SARS-CoV-2 sequences deleted during the early stages of the Wuhan outbreak provide insight.
July 24, 2021On June 22, Dr. Jesse Bloom of the Fred Hutchinson Cancer Research Center’s evolutionary biology department stated that he had retrieved SARS-CoV-2 sequences from the early stages of the Wuhan outbreak that had been deleted from a National Institutes of Health database.
In a related Twitter thread, he described how he recovered raw sequencing data from 34 early Wuhan SARS-CoV-2 cases, how he used the data in the files to reconstruct partial sequences for 13 of those cases, and what he learned from his research.
He went on to say that the sequences back with previous lines of evidence that SARS-CoV-2 was circulating in Wuhan prior to the outbreak in a seafood market in December 2019. They do not establish the virus’s natural animal origin or an unintentional lab leak, nor do they identify the infection’s first victim.
He concluded that more early sequences are very certainly available, and scientists should focus their efforts on locating and understanding all available data.
“Scientists must keep an eye on the origins and early spread of SARS-CoV-2. “After spending the last four months thoroughly investigating this, I am cautiously optimistic that fresh relevant evidence may emerge,” he tweeted on June 22.
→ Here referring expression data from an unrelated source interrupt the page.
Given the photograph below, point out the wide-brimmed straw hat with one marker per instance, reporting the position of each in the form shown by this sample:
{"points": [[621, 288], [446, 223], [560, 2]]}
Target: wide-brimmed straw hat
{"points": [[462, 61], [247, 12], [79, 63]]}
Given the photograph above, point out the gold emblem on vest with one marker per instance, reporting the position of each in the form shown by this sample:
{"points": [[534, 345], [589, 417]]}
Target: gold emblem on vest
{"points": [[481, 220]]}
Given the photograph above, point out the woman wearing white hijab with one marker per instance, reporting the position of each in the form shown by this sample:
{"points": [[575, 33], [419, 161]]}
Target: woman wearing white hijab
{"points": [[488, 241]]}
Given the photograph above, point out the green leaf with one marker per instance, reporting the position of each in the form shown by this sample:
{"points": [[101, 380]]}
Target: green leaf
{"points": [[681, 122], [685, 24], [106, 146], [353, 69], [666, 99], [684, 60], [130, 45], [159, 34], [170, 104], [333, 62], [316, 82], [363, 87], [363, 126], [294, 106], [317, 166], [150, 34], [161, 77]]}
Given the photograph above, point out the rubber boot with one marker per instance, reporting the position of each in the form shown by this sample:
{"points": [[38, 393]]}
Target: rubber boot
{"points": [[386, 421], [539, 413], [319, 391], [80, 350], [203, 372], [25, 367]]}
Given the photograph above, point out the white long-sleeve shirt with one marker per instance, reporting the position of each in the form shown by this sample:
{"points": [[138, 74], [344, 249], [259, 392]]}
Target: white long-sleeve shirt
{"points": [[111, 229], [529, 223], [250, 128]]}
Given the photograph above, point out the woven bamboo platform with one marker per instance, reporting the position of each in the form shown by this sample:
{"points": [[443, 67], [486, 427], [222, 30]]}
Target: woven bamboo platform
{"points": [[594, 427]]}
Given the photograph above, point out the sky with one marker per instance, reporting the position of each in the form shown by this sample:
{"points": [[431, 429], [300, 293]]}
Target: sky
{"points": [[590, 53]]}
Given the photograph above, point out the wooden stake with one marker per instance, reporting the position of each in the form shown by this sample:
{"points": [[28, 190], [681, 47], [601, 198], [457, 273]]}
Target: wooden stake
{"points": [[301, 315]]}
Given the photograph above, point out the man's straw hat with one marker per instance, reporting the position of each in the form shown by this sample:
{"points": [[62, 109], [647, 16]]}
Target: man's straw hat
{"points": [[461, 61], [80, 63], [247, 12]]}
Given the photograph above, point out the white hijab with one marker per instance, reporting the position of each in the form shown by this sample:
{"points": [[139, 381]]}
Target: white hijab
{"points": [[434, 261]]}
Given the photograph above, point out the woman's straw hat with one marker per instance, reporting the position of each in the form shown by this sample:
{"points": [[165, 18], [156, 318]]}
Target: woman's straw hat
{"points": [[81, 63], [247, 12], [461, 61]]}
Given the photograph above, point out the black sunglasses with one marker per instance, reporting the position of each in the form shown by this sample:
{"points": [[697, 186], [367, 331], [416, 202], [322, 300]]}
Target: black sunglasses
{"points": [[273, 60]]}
“We should thus avoid dogmatic discussions over the development and early spread of SARS-CoV-2 and instead focus on two problems,” he said. (1) How can we receive further information? (2) How might we improve our analysis of the data we have now?”
Bloom’s discovery drew media attention and sparked controversy among scientists and government officials. In response to scientific criticism, he submitted a revised preprint on June 29. At this moment, the preprint has not been peer-reviewed.
Bloom noticed that little scientific progress had been made in determining how and when SARS-CoV-2 began last summer. Natural zoonosis, in which the virus evolved from bat coronaviruses to one capable of infecting humans, and a laboratory mishap were the two most possible causes. He wanted more information on the early incidents because there was scant scientific data to support or reject either opinion.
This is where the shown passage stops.